Wollt ihr wissen, ob zu mir der Weihnachtsmann gekommen ist? Ja, der gute, alte Mann ist bei uns eingekehrt. Seitdem bin ich stolzer Besitzer von neuem Essgeschirr, das heißt, ich darf nun von ganz besonderen Tellern essen. Die sind etwas größer als meine alten. Sascha findet, dass ich neben den kleineren Tellern sonst sehr krümele. Deswegen holt er nun für mich immer diese feinen Teller aus einem langen Schrank im Wohnzimmer. Das ist ein Schrank, in den ich oft hinein spazieren möchte, weil darin Geheimnisse liegen, die ich gerne wüsste. Es ist nämlich so, dass sonst vor allem Steffi diesen Schrank liebt. Greift sie dort hinein, etwas suchen, dann kommt sie auch nicht mit leeren Händen wieder hervor. Was sie dort raus holt, das ißt sie abends beim Fernsehen auf der Couch. So fällt für mich bei ihr immer etwas ab. Doch ich darf nicht in diesen Schrank. Dabei versuche ich immer wieder, so unauffällig als möglich, darin zu verschwinden. Sascha sagt dann, ich sei wie ein Fahrgast bei der deutschen Bahn kurz vor der Zugabfahrt. Das meint er wohl, weil er mich oft noch festhält, bevor sich die Schranktüren schließen.

Zuhören - Dabeisein
Zuhören - Dabeisein
Feiertagsruhe
Feiertagsruhe
Ich helfe immer gern ...
Ich helfe immer gern ...

In unserem anderen großen Zimmer liegt jetzt auf dem Tisch ein kleiner Berg Grünzeug. Das ist Tanne, die stachelt. Darauf sitzen so blitzende Teile, die ich gern mag. Sie sehen hübsch aus und sind für mich zum Spielen ganz wunderbar. Aber ich mache das nicht. Ich bemerke, dass Sascha sich daran erfreut und so lasse ich ihm diese Sachen. Er spielt damit nicht, doch dafür macht er daneben immer ein Licht an. Es gibt so ein Hölzchen, das zischt, wenn Sascha es benutzt. Dann erscheint am Hölzchen auch ein kleines Licht. Das ist ganz heiß. Ich halte mich davon fern, bis es wieder aus ist. Dann sitzt das kleine Licht auf einer anderen Sache und wird dort langsam etwas größer. Das ist angenehm, nur muss ich immer gut auf meinen Schwanz aufpassen, will ich an diesem Licht vorbei zum anderen Tischende in meine große Schale.
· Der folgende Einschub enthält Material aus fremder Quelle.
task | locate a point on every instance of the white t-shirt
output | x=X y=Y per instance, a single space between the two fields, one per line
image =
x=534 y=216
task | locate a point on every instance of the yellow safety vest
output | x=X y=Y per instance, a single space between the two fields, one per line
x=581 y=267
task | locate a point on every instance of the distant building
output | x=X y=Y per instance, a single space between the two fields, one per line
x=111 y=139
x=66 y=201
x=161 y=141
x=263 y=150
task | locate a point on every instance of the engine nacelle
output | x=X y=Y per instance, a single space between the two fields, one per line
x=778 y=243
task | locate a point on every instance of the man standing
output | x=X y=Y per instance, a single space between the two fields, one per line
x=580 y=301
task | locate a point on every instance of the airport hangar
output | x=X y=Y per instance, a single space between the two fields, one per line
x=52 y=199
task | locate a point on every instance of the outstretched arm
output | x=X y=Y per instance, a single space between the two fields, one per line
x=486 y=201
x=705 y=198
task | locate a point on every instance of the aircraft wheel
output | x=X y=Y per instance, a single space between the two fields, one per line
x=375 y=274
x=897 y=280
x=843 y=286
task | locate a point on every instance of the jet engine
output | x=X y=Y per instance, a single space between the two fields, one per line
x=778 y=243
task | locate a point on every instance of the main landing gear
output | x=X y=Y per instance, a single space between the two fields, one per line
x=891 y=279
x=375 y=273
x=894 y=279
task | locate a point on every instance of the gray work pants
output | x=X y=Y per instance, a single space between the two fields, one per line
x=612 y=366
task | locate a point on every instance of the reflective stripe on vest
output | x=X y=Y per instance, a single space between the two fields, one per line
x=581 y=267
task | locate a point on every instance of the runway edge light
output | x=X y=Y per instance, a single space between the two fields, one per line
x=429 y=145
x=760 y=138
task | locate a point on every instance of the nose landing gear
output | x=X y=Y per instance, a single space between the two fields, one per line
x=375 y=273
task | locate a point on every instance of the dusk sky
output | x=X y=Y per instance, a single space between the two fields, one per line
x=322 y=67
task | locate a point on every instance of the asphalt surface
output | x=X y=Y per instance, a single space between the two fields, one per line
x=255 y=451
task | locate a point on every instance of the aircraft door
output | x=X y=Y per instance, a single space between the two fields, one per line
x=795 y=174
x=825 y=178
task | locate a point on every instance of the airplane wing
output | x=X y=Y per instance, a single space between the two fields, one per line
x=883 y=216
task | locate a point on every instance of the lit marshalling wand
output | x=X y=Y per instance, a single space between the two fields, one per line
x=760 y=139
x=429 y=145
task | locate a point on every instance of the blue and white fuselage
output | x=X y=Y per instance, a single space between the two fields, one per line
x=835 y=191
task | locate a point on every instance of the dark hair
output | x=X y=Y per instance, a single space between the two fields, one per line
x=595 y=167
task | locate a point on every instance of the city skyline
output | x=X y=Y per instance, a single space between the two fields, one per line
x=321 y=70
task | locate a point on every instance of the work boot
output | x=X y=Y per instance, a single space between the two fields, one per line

So ist Weihnachten. Letztes Jahr ist es anders gewesen. Den schönen Baum im Zimmer vergesse ich nie. In diesem Jahr ist keiner da. Uns reicht das grüne Zeug auf dem Tisch.


Liebe Freunde!


Ich schreibe noch einmal, bevor die Nacht kommt, in der es draußen immer so laut knallt und blitzt. Es ist eine Nacht, vor der ich mich fürchte. Doch werde ich nicht allein sein. Zum Glück ist meiner Freund Sascha bei mir und ich bin jetzt sein „Schatz“, wenigstens vorübergehend. Das steht fest, ob er es mir nun sagt oder nicht.


Nun winke ich euch allen herzlich zu und wünsche euch viele frohe Stunden! Überarbeitet euch nicht in diesen Tagen! Überall ist Weihnachten und es kommt nicht darauf an, ob man einen Tag „Feiertag“ nennt oder einen anderen nicht. Schließlich hält schon seit Mitte Dezember in unserem Land die Zeit an und wird erst nach dem neuen Jahr wieder in Gang gesetzt.